Briefly, I cover the following concepts in a few (well commented) R scripts:

How to generate data from a known statistical model
- Specify a binary logistic regression model and generate data from it
- Verify the results of the simulation
Construct a Markov Chain Monte Carlo (MCMC) sampler
- Implement the Random Walk Metropolis Hastings algorithm from scratch to perform a Bayesian Logistic Regression
Visualize results
- Build an intuition for what the MCMC algorithm does through the use of animations via the {gganimate} package

Some prior knowledge of Bayesian statistics is useful. No pun intended :)

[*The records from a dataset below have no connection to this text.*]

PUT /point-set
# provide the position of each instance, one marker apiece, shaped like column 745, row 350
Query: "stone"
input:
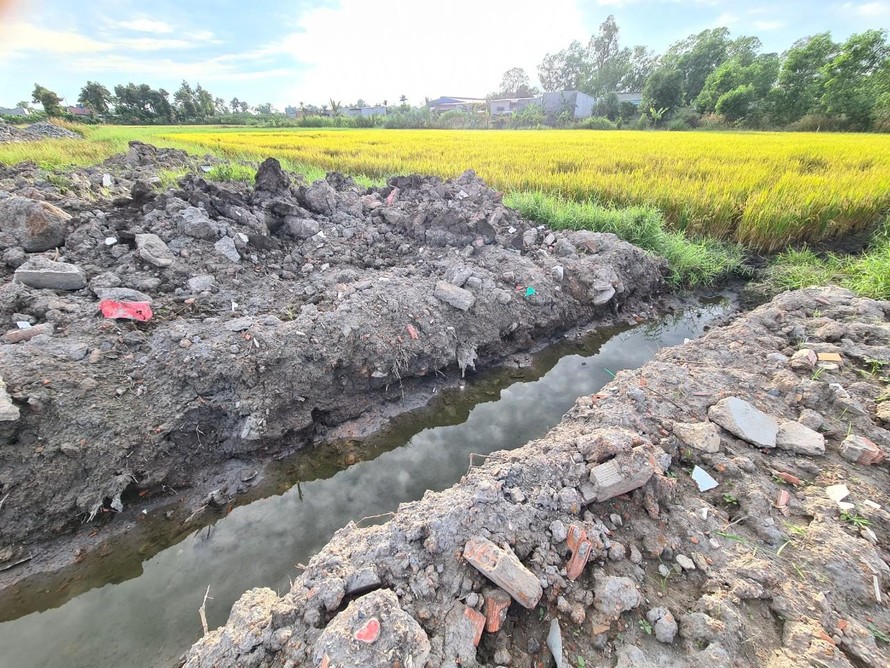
column 9, row 412
column 19, row 335
column 226, row 247
column 302, row 228
column 153, row 250
column 685, row 562
column 496, row 605
column 372, row 626
column 505, row 570
column 799, row 439
column 40, row 272
column 454, row 296
column 615, row 594
column 624, row 473
column 663, row 624
column 34, row 226
column 741, row 419
column 704, row 436
column 860, row 450
column 697, row 626
column 803, row 360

Visualization 1: Step-by-Step

This is an example visualization that shows the first 100 iterations of a single chain. I’ve overlaid the current parameter values, previous parameter values and the decision taken by the algorithm at each iteration. I have slowed down the animation so that it is easy to follow.

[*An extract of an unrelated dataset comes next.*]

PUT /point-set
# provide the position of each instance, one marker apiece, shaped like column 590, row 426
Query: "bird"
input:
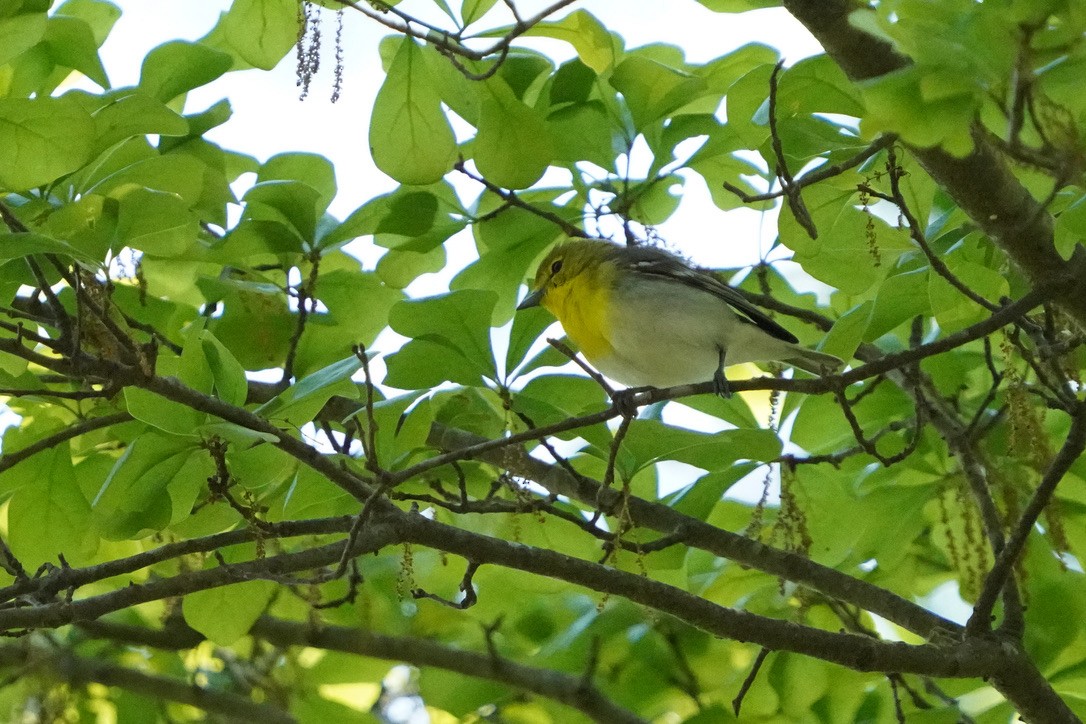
column 646, row 318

Visualization 2: Full View

This is an example visualization that shows the chain running for the full 10,000 iterations. Contextual information is withheld and the animation speed is increased. You can see the chain eventually settles on what the known parameter values are.

Visualization 3: Multiple Chains

This is an example visualization that shows 4 chains attempting to estimate parameters of the Logistic Regression model. Each chain is initialized with a unique set of starting values. This code provides the basis of further study into consequences of different starting values strategies (e.g. does one set take longer to eventually reach the target space than another?).

Future Visualization

An idea for the a future visualization, similar to visualization 3, is to alter the variance(s) of the candidate generating distribution(s) from very small to very large. Can you see the issue with picking a variance that’s too small or too large? What practical consequence does this have in the analysis? Consider looking at the accept or reject % of each chain :)